Good discussion Ryan, and I don’t disagree with what you’re saying. I just think there are a lot of reasons combining to make the sport of amateur road racing die out.
1.4: Re the Strava comparison. Remember, before you can get people hooked on the “thrill” of road racing, you’ve gotta get them past all the other barriers (i.e Cat 4 and 5 crash fests, monetary expense, expense of time away, etc). All you need to get hooked on Strava is the free app on the idiot phone you’re already carrying in you jersey pocket anyway. Bingo, instant race! Here’s a bad analogy for you. Drugs, like crack, meth, even coke. They’re cheap to get in to and highly addictive, hard to get out of. Strava is cheap. Road racing is expensive to get into, so even if it is addictive, you’ve got a smaller and smaller pool of potential addicts.
2.1: No idea if there is good/new participation at races like Blue Hills. It is probably the closest road race to me, yet I’ve never done it. Also, I hung up my racing license after earning my Cat 3 upgrade in 2010. Maybe a Wells Ave here or there because it’s convenient, but otherwise, road racing really has no appeal anymore.

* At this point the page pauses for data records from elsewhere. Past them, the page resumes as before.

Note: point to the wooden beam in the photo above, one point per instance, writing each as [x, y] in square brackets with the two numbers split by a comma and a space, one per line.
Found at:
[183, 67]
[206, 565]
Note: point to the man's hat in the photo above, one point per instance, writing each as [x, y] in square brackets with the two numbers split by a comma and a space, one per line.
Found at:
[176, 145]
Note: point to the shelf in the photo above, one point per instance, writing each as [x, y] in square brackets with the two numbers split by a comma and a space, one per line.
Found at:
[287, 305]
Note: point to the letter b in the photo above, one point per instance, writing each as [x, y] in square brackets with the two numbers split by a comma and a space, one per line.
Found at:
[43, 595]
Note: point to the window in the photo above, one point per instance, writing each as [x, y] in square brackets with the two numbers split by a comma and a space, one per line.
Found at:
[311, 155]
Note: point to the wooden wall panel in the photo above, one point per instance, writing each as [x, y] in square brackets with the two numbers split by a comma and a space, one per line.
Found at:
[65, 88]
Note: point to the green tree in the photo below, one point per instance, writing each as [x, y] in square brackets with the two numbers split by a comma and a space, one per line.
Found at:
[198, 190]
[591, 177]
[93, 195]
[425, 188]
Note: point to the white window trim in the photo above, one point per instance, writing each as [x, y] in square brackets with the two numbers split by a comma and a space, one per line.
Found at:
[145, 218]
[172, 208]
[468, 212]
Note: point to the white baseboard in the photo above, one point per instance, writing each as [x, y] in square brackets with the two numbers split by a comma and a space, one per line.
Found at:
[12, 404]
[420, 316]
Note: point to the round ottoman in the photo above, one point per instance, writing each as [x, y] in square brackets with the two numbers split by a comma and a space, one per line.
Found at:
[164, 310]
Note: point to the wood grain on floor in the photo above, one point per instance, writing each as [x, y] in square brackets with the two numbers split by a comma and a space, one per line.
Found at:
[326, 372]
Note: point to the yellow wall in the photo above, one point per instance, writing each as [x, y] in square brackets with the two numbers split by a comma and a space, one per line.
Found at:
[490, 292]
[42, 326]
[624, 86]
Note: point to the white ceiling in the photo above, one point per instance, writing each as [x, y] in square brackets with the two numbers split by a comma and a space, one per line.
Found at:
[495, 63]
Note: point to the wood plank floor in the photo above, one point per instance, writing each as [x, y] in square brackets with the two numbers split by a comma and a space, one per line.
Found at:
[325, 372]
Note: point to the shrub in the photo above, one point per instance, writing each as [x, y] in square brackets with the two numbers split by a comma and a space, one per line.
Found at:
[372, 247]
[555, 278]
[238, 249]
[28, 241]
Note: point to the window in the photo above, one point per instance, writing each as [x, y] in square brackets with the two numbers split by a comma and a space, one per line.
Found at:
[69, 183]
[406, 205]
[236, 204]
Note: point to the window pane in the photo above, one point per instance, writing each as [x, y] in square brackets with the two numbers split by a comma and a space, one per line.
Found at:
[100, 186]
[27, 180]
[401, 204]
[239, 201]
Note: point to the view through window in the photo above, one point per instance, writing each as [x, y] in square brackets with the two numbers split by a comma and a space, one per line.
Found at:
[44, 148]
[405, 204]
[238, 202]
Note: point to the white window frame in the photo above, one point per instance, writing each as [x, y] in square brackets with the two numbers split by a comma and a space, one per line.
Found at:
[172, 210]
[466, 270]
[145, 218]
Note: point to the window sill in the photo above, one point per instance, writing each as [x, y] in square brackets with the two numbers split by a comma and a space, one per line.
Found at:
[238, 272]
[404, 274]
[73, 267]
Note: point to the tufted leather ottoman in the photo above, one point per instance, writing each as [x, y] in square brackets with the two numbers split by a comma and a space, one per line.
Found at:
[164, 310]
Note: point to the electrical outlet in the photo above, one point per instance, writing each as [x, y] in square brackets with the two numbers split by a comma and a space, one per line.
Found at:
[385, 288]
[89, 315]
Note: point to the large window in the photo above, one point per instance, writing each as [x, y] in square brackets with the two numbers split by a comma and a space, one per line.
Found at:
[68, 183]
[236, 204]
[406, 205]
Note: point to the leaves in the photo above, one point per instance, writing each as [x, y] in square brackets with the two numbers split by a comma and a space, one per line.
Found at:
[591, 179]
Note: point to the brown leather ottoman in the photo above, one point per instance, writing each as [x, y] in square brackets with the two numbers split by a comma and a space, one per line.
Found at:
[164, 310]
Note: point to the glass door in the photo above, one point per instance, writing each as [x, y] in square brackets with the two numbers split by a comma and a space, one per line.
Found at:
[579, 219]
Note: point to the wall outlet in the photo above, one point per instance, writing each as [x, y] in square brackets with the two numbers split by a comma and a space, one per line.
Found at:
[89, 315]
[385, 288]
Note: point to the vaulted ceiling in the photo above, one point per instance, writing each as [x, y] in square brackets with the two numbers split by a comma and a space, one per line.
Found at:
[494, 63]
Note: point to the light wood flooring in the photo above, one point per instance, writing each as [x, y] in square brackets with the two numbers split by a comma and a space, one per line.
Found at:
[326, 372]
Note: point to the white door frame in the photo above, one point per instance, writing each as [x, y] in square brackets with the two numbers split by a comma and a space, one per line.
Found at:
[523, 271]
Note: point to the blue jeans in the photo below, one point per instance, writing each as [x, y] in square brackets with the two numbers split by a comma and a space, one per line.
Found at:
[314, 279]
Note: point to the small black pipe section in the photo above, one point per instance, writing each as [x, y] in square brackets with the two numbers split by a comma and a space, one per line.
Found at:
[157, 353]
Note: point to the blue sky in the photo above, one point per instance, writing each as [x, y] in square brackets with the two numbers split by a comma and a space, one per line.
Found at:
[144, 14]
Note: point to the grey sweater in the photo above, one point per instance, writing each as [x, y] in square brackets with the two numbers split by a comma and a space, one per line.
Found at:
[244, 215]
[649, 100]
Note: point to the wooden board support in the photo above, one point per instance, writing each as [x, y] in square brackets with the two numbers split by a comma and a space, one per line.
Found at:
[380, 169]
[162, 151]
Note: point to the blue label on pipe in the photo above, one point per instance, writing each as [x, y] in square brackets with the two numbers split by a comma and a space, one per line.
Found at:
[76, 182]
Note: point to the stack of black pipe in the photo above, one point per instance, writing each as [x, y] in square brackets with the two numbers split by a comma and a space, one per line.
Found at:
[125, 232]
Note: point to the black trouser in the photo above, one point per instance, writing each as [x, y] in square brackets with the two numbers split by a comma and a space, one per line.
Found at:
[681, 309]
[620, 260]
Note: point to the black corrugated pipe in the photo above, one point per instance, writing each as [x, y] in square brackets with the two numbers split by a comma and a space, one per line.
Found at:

2.3: Can you even name the corporate sponsors of the three or four biggest races in New England? I bet 95% of regular racers (i.e. 5+ road races a year) cannot. We can name the clubs/teams that promote them, and maybe those team’s sponsors, but the companies that kick over $1000, $2000, $10,000 (no companies really give that much, do they???) to be the title sponsors are quickly forgotten (or never even known to begin with). So yeah, it’s great that MetLife helps support a New England elite team. I actually went to them for my life insurance policies because they sponsor local cycling. Turns out, their rates stunk and their service wasn’t much better, but I still tried my best to give them business.
If the team has fewer and fewer events to attend, the value for MetLife quickly disappears, so they pull the plug, which means you guys don’t get cheap kits, comped entry fees, and whatever other benefits they’re giving you, which means you stop racing as much, which means promoters have fewer attendees, which means more races are cancelled. See how the vicious cycle works?
I’m pretty sure back in the day USAC required clubs to promote races. Then they got soft and allowed teams to double, triple and quadruple up on one race. And now they don’t require anything.
Please don’t make me call out teams that race and contribute nothing to putting on races.
People aren’t getting priced out of racing. People are choosing to go into debt elsewhere. If you look around, tons of people are riding equipment well beyond their capabilities.
Crashes happen because nobody learns how to ride a bike. They get a ton of fitness on the trainer in their basement but never learn how to use it beyond pedaling it at warp speed. Voila! You have just created an unguided missile. But I don’t think that’s a barrier to entry. That’s just my commentary on crappy bicycle riding.
I do think that people want to get into cock-sizing in a risk-free way, like Strava allows. If you lose a race, you still have to go back to your car or ride home. On Strava, you don’t have to show your face. It’s also just half a step up on riding the trainer. There’s no tactics and very little psychological pressure involved. You just have to push the pedals hard. Racing is quite different.
That’s all for now. My head my explode. I’ve been thinking about all of this for a while.
1. If someone wants to promote racing/fitness and attempt to make money, it is markedly easier to promote running races, 5ks, 10ks, etc. They are relatively easy compared to bike races and the additional costs and needs such as police and volunteers are minimal in comparison.